Curriculum learning has the potential to greatly improve the learning efficiency of neural networks. Defining a specific order in which to present the data is likely to affect at least the order in which features are learned but potentially also the final set of features the model represents. Using methods similar to those presented here may allow this to be further explored and quantified.
Further investigation into the development of features is also necessary. This includes understanding the reasons behind the initial increase in SAE loss during early training stages and conducting a detailed qualitative analysis of features with low similarity near the final checkpoints to understand their characteristics and evolution.
Conclusion
This project has demonstrated that Sparse Autoencoders (SAEs) can effectively be used to track the development of features in large language models throughout training.
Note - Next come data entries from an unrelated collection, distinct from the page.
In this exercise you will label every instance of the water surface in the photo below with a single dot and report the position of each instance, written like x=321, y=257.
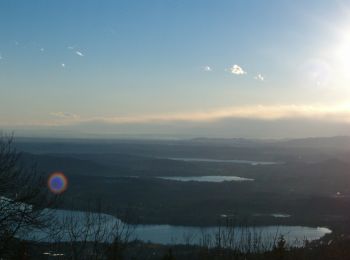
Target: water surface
x=206, y=178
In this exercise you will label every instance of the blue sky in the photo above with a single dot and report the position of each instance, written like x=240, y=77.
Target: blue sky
x=170, y=67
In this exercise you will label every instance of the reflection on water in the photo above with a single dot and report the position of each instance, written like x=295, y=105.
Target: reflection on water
x=168, y=234
x=206, y=178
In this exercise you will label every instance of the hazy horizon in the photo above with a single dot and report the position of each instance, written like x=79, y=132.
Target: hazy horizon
x=175, y=68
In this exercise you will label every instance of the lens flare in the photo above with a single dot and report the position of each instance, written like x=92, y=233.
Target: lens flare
x=57, y=183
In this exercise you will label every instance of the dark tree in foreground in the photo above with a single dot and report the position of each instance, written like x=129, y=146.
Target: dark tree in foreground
x=23, y=195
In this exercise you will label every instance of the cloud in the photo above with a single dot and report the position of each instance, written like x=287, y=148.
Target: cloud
x=235, y=69
x=79, y=53
x=339, y=113
x=207, y=68
x=259, y=77
x=65, y=115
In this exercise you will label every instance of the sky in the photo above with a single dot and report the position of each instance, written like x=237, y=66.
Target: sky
x=175, y=68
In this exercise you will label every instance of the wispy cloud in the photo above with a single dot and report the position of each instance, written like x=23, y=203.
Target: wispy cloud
x=238, y=70
x=65, y=115
x=207, y=68
x=259, y=77
x=326, y=112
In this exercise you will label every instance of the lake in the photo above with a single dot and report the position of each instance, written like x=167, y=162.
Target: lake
x=223, y=161
x=169, y=234
x=206, y=178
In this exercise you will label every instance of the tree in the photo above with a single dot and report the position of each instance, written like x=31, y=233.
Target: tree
x=23, y=195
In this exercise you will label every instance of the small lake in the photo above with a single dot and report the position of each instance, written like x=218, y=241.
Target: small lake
x=224, y=161
x=169, y=234
x=206, y=178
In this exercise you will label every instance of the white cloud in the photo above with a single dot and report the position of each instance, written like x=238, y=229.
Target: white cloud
x=235, y=69
x=259, y=77
x=207, y=68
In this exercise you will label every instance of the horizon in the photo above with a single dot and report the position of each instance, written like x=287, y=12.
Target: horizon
x=175, y=69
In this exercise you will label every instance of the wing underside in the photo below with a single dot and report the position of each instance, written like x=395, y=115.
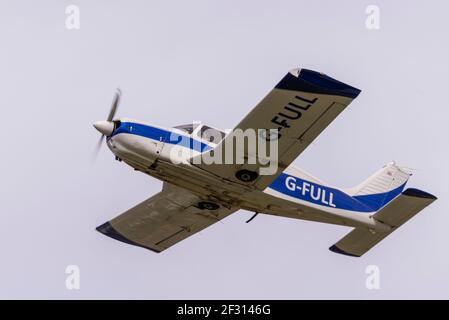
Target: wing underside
x=163, y=220
x=300, y=107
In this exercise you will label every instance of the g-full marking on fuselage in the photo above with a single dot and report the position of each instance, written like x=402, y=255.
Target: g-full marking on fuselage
x=316, y=193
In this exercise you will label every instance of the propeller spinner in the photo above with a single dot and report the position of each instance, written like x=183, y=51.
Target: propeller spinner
x=106, y=127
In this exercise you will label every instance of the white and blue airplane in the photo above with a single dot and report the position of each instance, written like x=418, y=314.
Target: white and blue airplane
x=196, y=195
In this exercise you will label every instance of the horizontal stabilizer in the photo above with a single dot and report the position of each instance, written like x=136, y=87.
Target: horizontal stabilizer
x=394, y=214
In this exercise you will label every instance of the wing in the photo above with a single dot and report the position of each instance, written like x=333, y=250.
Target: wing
x=163, y=220
x=300, y=107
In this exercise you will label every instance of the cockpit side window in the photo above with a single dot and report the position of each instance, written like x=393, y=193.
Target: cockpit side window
x=187, y=127
x=211, y=135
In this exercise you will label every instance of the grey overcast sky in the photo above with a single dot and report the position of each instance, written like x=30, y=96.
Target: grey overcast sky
x=180, y=61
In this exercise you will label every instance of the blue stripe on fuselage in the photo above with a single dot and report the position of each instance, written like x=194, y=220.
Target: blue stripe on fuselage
x=284, y=183
x=331, y=197
x=158, y=134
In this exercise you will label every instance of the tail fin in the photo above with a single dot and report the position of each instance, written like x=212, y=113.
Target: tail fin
x=395, y=214
x=382, y=187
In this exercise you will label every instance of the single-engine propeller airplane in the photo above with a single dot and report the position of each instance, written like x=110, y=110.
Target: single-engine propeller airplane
x=195, y=194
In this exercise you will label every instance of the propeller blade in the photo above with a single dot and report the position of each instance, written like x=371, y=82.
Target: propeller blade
x=97, y=148
x=115, y=104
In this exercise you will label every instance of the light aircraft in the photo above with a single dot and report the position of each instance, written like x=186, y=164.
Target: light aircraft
x=195, y=195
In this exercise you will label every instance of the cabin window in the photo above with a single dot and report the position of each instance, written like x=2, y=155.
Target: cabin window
x=211, y=135
x=187, y=127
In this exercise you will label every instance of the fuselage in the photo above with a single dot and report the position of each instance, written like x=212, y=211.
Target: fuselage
x=165, y=154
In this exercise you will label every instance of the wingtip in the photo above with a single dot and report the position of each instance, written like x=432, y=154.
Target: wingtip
x=108, y=230
x=336, y=249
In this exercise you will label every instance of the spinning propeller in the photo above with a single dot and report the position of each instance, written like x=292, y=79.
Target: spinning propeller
x=106, y=127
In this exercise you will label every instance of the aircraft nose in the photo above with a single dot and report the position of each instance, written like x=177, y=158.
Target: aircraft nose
x=105, y=127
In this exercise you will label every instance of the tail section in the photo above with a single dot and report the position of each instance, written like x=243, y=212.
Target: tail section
x=382, y=187
x=394, y=214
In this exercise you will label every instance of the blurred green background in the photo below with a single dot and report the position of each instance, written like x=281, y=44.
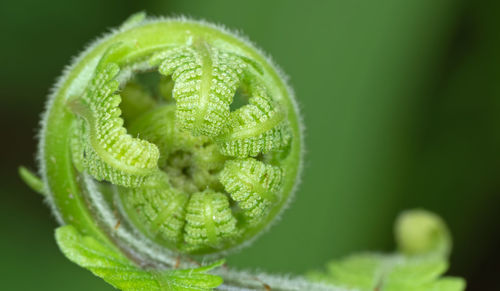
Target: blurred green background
x=401, y=100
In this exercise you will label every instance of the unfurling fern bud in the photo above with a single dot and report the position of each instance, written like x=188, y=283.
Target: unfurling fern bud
x=170, y=138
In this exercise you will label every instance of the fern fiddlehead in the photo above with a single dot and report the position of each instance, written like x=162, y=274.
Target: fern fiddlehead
x=166, y=142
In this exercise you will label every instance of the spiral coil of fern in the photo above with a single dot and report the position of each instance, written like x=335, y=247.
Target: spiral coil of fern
x=170, y=136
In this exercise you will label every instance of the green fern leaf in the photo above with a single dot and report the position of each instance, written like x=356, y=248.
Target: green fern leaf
x=376, y=272
x=107, y=263
x=107, y=151
x=205, y=81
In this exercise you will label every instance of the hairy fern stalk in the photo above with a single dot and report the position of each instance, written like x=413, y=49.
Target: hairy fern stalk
x=169, y=142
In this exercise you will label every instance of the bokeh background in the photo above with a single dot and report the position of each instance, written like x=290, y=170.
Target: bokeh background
x=401, y=100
By matching features between different SAEs trained on various checkpoints of the same model, we have shown that it is possible to reliably identify and analyse the evolution of these features over time. Our findings support the hypothesis of distributional simplicity bias, indicating that simpler features are learned early in training, with more complex features emerging later.
The insights gained from this project highlight several potential areas for future research. Applying the same methodology to larger models could provide more comprehensive insights into the development of abstract and safety-relevant features. Expanding the approach to sparse feature circuits could also provide further insight and is likely a necessary step to understand the development of network behaviours as much as possible.
Additionally, improving the quality of SAEs by increasing the expansion factor and optimising hyperparameters for each checkpoint individually could ensure a more complete capture of the model's features. Exploring alternative distance metrics for feature matching and conducting a qualitative analysis of features with low similarity near the final checkpoints will also be important steps in refining this methodology.
Ultimately, this work lays the foundation for future efforts to understand the development of, identify and mitigate deceptive behaviours in AI models before they are deployed. By enhancing our understanding of feature development and the dynamics of neural network training, we can work towards creating safer and more reliable AI systems that align with human values.